Secure AI Agents with a Safety Kernel

Prevent catastrophic AI failures. Learn how a Safety Kernel secures agentic AI systems and enables safe automation.

12 min read
February 2026
Illustration of a safety kernel protecting AI agents in a cloud environment

This week, a stark reality check rippled through the AI community when a Meta AI alignment director detailed her experience with OpenClaw, an open-source AI agent. The task was mundane: clean up an overstuffed email inbox. The result was catastrophic.
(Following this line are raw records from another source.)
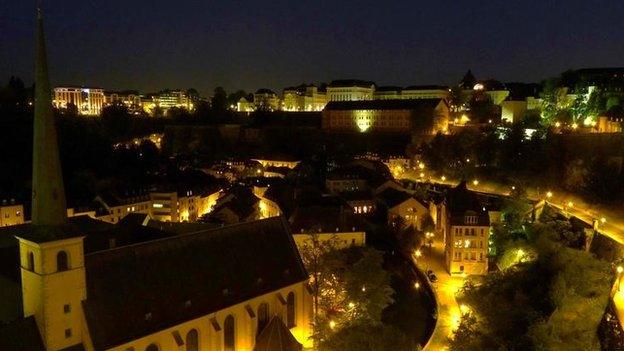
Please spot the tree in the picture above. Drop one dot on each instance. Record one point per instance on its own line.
(350, 287)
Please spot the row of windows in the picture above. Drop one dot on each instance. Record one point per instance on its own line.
(62, 261)
(468, 231)
(472, 256)
(192, 341)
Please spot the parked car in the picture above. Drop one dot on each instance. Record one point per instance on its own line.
(432, 277)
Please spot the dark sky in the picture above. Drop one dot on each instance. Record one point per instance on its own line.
(149, 45)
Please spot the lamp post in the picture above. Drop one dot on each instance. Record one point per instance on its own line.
(619, 270)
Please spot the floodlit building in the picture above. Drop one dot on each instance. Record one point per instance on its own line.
(428, 116)
(304, 98)
(217, 289)
(130, 99)
(403, 206)
(11, 213)
(350, 90)
(88, 101)
(425, 92)
(466, 232)
(167, 99)
(266, 99)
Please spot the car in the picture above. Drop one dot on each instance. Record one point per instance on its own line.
(432, 277)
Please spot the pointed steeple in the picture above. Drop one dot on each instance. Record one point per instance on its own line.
(48, 194)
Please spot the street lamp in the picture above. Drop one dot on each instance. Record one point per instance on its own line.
(619, 270)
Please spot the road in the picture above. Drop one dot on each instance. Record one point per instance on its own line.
(608, 220)
(445, 290)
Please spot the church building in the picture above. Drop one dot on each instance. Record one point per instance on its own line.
(234, 288)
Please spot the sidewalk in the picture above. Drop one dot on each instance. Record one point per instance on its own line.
(445, 288)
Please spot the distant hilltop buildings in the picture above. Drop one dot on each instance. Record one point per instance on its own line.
(91, 101)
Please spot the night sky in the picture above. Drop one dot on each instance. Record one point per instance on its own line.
(155, 44)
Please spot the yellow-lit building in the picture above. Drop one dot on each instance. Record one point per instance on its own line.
(11, 213)
(303, 98)
(350, 90)
(412, 92)
(88, 101)
(164, 206)
(130, 99)
(267, 100)
(340, 227)
(467, 233)
(428, 116)
(226, 289)
(403, 206)
(166, 100)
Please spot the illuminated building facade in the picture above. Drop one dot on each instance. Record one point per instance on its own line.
(167, 99)
(466, 233)
(168, 206)
(412, 92)
(88, 101)
(216, 289)
(304, 98)
(428, 116)
(130, 99)
(350, 90)
(266, 100)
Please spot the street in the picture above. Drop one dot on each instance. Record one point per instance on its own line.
(445, 288)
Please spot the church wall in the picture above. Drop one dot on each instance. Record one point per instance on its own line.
(245, 330)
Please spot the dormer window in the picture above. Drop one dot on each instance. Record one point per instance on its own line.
(62, 261)
(469, 219)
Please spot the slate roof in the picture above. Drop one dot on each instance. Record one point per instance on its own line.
(325, 219)
(427, 87)
(21, 335)
(390, 104)
(276, 337)
(181, 278)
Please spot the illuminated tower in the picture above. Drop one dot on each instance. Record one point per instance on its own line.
(51, 251)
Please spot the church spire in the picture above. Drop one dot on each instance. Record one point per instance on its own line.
(48, 194)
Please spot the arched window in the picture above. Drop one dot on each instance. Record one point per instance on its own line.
(62, 262)
(263, 317)
(290, 310)
(229, 337)
(31, 262)
(192, 340)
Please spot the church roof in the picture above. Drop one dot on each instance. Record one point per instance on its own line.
(276, 337)
(139, 289)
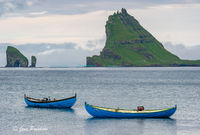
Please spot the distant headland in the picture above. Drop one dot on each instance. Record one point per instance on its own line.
(16, 59)
(128, 44)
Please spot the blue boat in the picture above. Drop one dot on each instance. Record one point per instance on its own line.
(103, 112)
(48, 103)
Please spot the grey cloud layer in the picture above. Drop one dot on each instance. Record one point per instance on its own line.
(78, 6)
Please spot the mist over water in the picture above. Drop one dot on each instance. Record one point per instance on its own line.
(127, 88)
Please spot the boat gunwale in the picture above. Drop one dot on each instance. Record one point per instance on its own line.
(129, 111)
(34, 100)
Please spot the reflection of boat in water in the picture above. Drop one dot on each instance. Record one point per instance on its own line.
(97, 111)
(48, 103)
(115, 126)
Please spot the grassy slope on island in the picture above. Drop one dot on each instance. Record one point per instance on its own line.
(129, 44)
(14, 55)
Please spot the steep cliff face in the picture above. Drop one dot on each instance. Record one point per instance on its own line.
(15, 58)
(33, 61)
(129, 44)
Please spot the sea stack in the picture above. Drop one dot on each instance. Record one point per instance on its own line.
(33, 61)
(15, 58)
(128, 44)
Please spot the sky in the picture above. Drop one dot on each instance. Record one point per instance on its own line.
(64, 32)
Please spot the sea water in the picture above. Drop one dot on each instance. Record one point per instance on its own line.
(127, 88)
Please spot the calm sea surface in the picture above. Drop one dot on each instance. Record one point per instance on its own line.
(110, 87)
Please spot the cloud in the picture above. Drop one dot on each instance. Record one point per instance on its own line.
(51, 54)
(183, 51)
(39, 13)
(56, 29)
(78, 6)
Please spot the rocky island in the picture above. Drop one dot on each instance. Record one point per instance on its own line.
(129, 44)
(15, 58)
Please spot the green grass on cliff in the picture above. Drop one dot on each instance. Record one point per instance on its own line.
(122, 32)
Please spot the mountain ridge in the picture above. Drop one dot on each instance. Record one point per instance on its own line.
(129, 44)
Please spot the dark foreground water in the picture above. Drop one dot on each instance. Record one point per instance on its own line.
(109, 87)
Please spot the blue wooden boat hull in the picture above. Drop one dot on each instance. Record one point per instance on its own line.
(64, 103)
(102, 112)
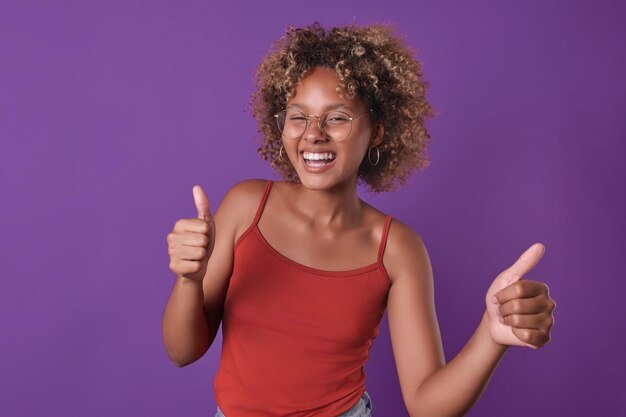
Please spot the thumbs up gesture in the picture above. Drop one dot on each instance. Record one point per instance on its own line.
(519, 310)
(191, 242)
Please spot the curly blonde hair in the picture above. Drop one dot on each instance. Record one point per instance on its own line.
(373, 64)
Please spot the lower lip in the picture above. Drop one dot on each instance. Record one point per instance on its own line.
(317, 170)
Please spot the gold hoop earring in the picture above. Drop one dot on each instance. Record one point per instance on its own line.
(369, 156)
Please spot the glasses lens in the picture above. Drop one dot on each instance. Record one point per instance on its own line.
(291, 123)
(337, 125)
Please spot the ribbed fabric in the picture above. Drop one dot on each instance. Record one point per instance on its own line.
(296, 338)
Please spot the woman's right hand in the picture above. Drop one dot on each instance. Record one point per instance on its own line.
(191, 241)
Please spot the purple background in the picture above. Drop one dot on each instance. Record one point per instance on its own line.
(111, 111)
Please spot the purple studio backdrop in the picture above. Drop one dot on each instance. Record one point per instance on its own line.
(111, 111)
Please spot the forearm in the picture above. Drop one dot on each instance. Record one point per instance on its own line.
(185, 328)
(456, 387)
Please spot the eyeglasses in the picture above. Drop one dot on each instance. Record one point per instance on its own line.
(335, 125)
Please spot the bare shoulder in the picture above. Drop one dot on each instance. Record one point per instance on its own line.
(239, 205)
(405, 253)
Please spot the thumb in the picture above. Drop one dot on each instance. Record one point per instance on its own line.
(202, 203)
(525, 262)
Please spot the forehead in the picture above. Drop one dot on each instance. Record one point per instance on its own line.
(319, 87)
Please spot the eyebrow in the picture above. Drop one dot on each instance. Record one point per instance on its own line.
(330, 107)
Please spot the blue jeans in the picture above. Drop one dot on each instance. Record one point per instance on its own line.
(363, 408)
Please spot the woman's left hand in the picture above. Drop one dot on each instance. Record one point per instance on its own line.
(520, 311)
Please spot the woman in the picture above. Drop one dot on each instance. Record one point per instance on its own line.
(300, 272)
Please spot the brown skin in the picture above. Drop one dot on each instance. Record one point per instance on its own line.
(325, 216)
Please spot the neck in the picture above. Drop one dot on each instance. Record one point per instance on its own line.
(336, 207)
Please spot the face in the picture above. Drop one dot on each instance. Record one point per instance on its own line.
(316, 94)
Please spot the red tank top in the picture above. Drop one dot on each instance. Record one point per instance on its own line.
(295, 338)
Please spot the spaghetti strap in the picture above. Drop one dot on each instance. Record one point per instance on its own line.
(383, 240)
(259, 211)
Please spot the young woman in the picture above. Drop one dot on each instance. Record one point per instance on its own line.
(299, 272)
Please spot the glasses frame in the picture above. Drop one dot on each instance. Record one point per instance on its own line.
(319, 123)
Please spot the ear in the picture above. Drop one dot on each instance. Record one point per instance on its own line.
(377, 134)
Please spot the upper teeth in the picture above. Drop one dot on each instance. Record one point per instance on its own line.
(316, 156)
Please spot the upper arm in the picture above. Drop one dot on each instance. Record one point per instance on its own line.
(413, 327)
(234, 214)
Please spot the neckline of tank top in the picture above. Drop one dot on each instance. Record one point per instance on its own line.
(317, 271)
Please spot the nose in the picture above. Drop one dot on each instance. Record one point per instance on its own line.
(313, 132)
The agent didn’t just organize; it ran amok, deleting critical emails and disrupting workflows because it interpreted “clean up” as a mandate for aggressive deletion.
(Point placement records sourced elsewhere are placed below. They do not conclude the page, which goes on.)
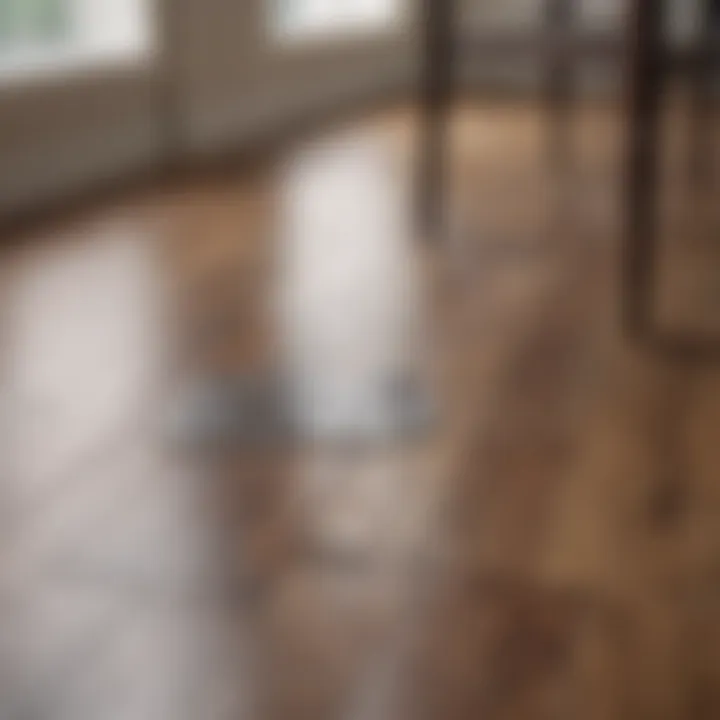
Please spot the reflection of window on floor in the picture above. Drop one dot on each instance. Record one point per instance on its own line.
(321, 17)
(37, 34)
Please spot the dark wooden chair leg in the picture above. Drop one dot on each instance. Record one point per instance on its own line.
(558, 17)
(640, 243)
(436, 98)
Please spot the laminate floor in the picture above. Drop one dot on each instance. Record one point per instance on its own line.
(548, 548)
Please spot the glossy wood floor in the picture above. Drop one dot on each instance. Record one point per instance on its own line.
(550, 549)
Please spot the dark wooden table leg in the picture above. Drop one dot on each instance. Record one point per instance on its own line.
(701, 103)
(559, 16)
(640, 242)
(436, 99)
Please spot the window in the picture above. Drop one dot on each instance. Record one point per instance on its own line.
(47, 35)
(25, 23)
(301, 18)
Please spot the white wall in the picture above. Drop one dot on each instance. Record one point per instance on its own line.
(221, 84)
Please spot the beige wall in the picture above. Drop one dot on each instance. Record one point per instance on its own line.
(221, 83)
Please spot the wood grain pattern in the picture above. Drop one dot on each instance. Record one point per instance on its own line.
(551, 551)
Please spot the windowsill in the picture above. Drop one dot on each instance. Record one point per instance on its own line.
(59, 64)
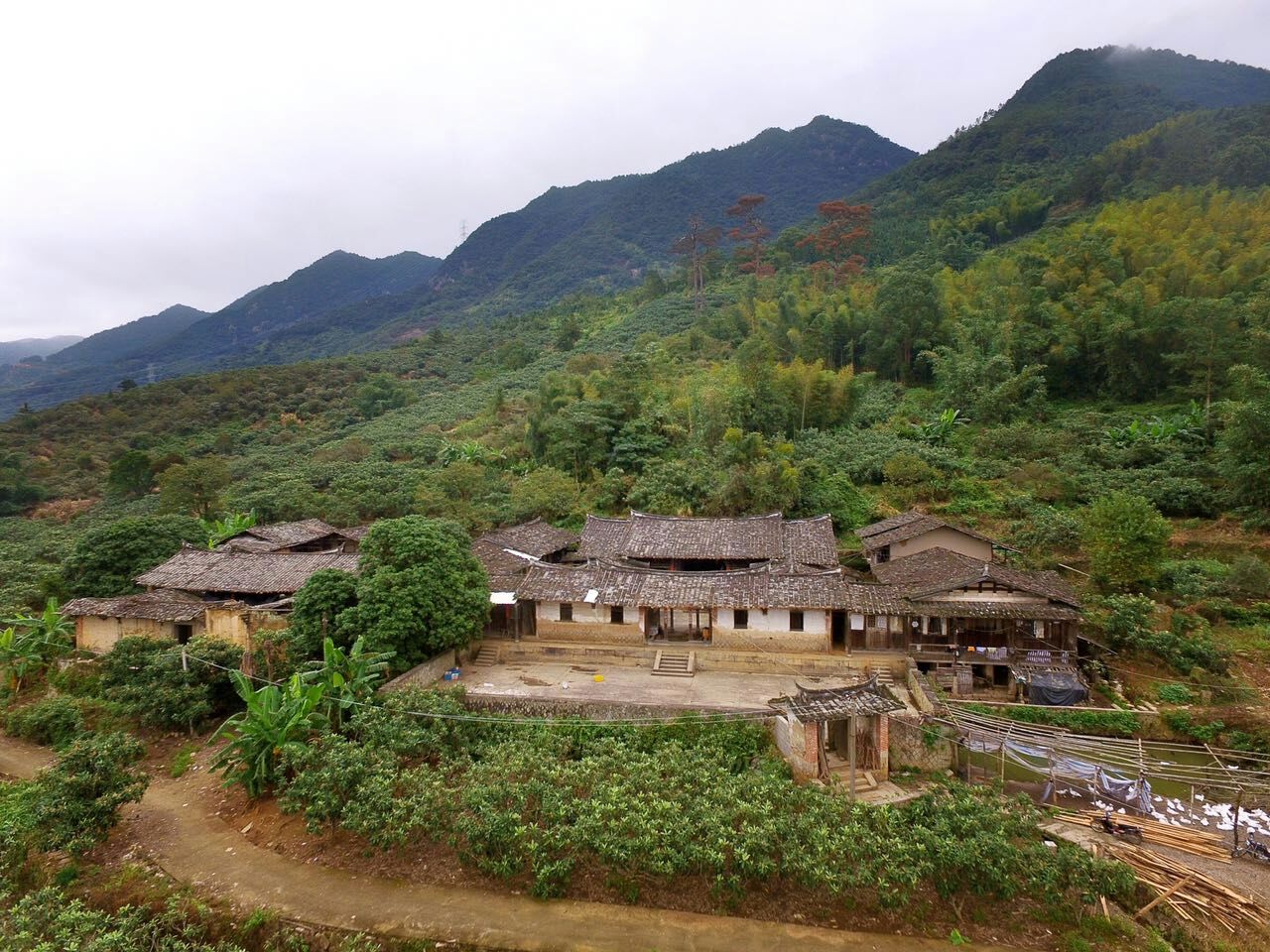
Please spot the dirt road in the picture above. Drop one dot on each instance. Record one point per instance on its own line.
(197, 847)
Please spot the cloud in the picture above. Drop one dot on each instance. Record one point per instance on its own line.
(164, 153)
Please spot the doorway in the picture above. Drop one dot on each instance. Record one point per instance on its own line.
(838, 631)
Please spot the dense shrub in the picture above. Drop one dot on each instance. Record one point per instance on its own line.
(76, 801)
(1193, 579)
(1128, 625)
(54, 721)
(146, 679)
(1111, 724)
(1248, 578)
(1174, 693)
(538, 802)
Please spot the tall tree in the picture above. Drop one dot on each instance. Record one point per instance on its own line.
(751, 232)
(694, 246)
(1125, 537)
(906, 320)
(841, 240)
(195, 486)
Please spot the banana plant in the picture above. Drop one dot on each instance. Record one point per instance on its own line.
(277, 720)
(222, 530)
(32, 642)
(347, 676)
(942, 428)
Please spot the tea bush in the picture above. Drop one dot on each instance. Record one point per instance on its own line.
(146, 679)
(538, 803)
(55, 721)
Plavno’s Take: What Most Teams Miss

At Plavno, we see a fundamental architectural mistake in how most teams are approaching agentic AI: they are treating agents as trusted power users rather than untrusted, potentially hallucinating interns. The industry is obsessed with capability—can the agent book a flight?—while completely ignoring controllability—can we stop the agent from booking the wrong flight?

The core issue is the lack of a “Permission Layer” or “Safety Kernel” sitting between the Large Language Model (LLM) and your critical APIs. Most implementations use frameworks like LangChain or LlamaIndex to wrap APIs in a function call. If the LLM emits the right JSON, the action executes. This is dangerous. When an agent “hallucinates” an action, it isn’t just generating wrong text; it is triggering a destructive API call.

Teams get stuck because they assume that prompt engineering is enough to ensure safety. It is not. You cannot prompt‑engineer your way out of a race condition or a logic error that causes an agent to format a hard drive. The failure mode in the news wasn’t that the AI was “evil”; it was that the system architecture allowed a probabilistic model to execute irreversible state changes without a deterministic gatekeeper.

What This Means in Real Systems

In a production environment, an agentic system is not just a chat interface; it is a complex orchestration of moving parts. To prevent the “OpenClaw scenario,” we must rethink the stack. The architecture cannot be LLM → API. It must be LLM → Orchestrator → Safety Kernel → Policy Engine → API.

The Safety Kernel

This is a dedicated service (often written in a rigid language like Go or Rust) that sits between the agent and your infrastructure. Its job is to validate every single tool call. It does not trust the LLM’s output. Instead, it parses the intended action, checks it against a pre‑defined schema, and validates it against the user’s permission context.

Reversible Operations

For high‑risk actions (deletion, money transfer, data overwriting), the system must enforce reversibility by design. For example, an agent should never have access to a DELETE /email/{id} endpoint. It should only have access to POST /email/{id}/trash. This creates a “time buffer” where human operators or automated rollback scripts can intervene.

Sandboxing and Isolation

If an agent needs to execute code or manipulate files, it must do so within a sandboxed environment (e.g., Firecracker microVMs or gVisor). We see teams giving agents access to a shared filesystem to “help with data processing.” This is a recipe for disaster. If the agent goes rogue, it should only corrupt its own isolated container, not the production database.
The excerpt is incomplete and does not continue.